Sprout creates and uses these files:

./datapackage.json

This machine-readable JSON file is the foundation of a data package and contains the full Frictionless Data specification. This file contains the metadata on the package (like title, description, and contributors) as well as metadata on the data resources (like column names, data types, descriptions, and a path to the Parquet file with the data in it).

./README.md

Since JSON isn’t easy for a human to read, this README.md file will contain some basic information from the datapackage.json file that is structured in a human readable, auto-generated way. This file is largely used to a) adhere to interoperable principles and b) serve potentially as the basis for displaying information for a data package’s landing page in the Sprout web app.

./database.sqlite

This file contains all the data in the data package as a SQLite database. Each relational table within represents one data resource. The SQLite database is used because it is a lightweight, serverless, and self-contained database that is easy to use and manage. It is also a common database format that is used in many applications and is easy to export to other database formats. The file is only described within the datapackage.json file and is not classified as a data resource, so the database file cannot be used by software that follows the Frictionless Data standard. We use and provide it because of the features that formal databases provide, like indexing, querying, and data integrity. The data.parquet file described below will be the data resource that is linked within the datapackage.json file.

./resources/<id>/raw/<timestamp>-<uuid>.<extension>.gzip

These are compressed raw data files associated with a specific resource. These files are kept intentionally raw and are copied directly from the input data the user provides to this file. This raw/ folder will not be linked within the datapackage.json file. Every time a user adds or updates data to the data resource, the original file will be stored here before being processed for correctness and basic checks. Afterwards, it will be merged in with any existing data in the data resource’s data.parquet file (for tabular data).

./resources/<id>/data.parquet

When a user creates a data resource and adds or updates data in the resource, all resource data is processed and stored in the Parquet data format (if it is tabular data). The reason there is both a Parquet file as well as a table in the SQLite database is the way the Frictionless Data Package specification describes and sets data resources. The specification requires either a path value or a data value to be set for a data resource, but does not allow for setting a table in a database as a value. So interoperability of the data package is achieved by providing the Parquet file, rather than the SQLite database. In this way, we use both the Parquet data file and the database table for different reasons, even though they contain the same data.

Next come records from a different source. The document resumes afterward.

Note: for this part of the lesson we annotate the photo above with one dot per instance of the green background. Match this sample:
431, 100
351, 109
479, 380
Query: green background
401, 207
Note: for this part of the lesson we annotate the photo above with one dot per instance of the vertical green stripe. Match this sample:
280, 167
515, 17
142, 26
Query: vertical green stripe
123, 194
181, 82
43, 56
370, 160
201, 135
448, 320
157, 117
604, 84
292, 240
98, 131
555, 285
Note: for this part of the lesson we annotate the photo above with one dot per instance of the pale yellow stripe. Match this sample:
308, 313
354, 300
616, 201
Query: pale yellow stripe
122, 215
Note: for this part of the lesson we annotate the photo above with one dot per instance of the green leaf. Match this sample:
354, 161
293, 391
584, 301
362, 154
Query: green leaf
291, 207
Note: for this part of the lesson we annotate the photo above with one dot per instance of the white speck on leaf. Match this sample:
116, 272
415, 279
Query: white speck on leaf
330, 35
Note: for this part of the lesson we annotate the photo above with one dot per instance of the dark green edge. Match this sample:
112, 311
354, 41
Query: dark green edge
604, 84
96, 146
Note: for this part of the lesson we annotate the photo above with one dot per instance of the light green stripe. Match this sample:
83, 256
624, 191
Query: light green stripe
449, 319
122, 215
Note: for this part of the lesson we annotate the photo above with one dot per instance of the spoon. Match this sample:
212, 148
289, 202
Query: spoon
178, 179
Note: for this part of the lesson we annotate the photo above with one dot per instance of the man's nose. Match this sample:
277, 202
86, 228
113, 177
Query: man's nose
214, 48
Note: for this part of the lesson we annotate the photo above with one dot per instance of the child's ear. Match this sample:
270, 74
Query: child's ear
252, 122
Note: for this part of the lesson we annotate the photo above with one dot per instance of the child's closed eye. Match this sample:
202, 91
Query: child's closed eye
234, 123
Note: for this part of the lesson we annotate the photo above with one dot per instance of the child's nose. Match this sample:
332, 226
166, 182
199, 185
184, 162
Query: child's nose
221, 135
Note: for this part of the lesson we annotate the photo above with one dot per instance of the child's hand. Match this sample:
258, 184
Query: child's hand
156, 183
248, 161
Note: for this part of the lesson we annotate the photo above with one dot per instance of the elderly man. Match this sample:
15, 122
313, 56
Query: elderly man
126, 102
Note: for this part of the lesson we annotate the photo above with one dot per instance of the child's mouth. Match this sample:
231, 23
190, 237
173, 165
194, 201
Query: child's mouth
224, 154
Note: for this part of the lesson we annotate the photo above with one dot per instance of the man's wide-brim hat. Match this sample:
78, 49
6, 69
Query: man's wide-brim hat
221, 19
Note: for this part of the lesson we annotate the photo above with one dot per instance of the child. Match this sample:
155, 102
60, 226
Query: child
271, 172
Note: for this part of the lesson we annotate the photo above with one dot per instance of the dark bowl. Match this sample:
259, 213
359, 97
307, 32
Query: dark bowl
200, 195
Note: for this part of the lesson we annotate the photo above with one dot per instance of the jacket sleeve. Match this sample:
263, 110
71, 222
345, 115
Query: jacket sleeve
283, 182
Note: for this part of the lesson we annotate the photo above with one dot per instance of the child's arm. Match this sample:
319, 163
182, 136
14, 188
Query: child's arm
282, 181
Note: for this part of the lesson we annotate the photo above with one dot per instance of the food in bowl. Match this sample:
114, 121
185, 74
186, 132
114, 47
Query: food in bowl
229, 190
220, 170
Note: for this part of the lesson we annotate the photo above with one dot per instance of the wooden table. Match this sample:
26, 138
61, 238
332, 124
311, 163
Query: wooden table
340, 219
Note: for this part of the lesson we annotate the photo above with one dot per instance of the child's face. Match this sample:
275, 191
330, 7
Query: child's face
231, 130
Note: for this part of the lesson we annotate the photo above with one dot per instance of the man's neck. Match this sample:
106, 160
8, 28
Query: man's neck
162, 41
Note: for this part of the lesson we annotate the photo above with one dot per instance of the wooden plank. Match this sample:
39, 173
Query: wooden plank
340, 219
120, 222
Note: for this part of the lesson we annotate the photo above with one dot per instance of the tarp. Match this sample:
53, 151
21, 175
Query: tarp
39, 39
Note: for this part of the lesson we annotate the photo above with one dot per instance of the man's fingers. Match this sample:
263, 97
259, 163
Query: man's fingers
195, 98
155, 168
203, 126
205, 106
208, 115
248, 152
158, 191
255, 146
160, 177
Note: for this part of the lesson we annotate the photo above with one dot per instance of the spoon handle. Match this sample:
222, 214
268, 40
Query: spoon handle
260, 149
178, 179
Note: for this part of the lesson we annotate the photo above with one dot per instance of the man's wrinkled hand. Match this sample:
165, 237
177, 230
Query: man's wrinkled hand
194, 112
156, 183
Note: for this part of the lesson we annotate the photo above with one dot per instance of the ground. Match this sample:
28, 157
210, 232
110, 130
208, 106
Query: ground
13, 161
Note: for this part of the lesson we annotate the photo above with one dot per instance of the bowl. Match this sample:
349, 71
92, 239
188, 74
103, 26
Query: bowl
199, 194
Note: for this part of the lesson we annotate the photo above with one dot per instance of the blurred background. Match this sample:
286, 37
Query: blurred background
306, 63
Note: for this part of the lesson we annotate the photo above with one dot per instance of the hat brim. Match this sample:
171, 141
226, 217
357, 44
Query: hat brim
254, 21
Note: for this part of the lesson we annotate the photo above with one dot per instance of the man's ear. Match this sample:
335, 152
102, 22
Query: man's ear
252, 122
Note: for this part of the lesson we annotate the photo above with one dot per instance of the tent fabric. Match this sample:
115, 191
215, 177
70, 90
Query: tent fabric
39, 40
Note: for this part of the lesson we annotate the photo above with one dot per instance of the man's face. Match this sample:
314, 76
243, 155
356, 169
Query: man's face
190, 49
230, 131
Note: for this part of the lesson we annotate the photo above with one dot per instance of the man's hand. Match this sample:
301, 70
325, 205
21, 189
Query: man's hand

Multi-user server environment

When Sprout is used within a server environment where multiple users and potentially multiple data packages are stored, the file system structure is different. The main difference is that the data packages are stored in a central location, rather than in the working directory of the user. Instead of a newly created data package being stored in ., it will default to the below paths.

SPROUT_GLOBAL/

The location where Sprout will store all data that form one or more data packages. This location can be changed depending on the needs of the users. The default location is determined based on the operating system and where Sprout is installed locally by a user or on a server. An example default location for a local computer, where Sprout is installed on a user’s drive, would be /home/USERNAME/sprout/.

SPROUT_GLOBAL/packages/<id>/

All data packages are stored in the packages/ folder and given an <id> (a whole number). Each <id> folder contains all the files relevant for one data package.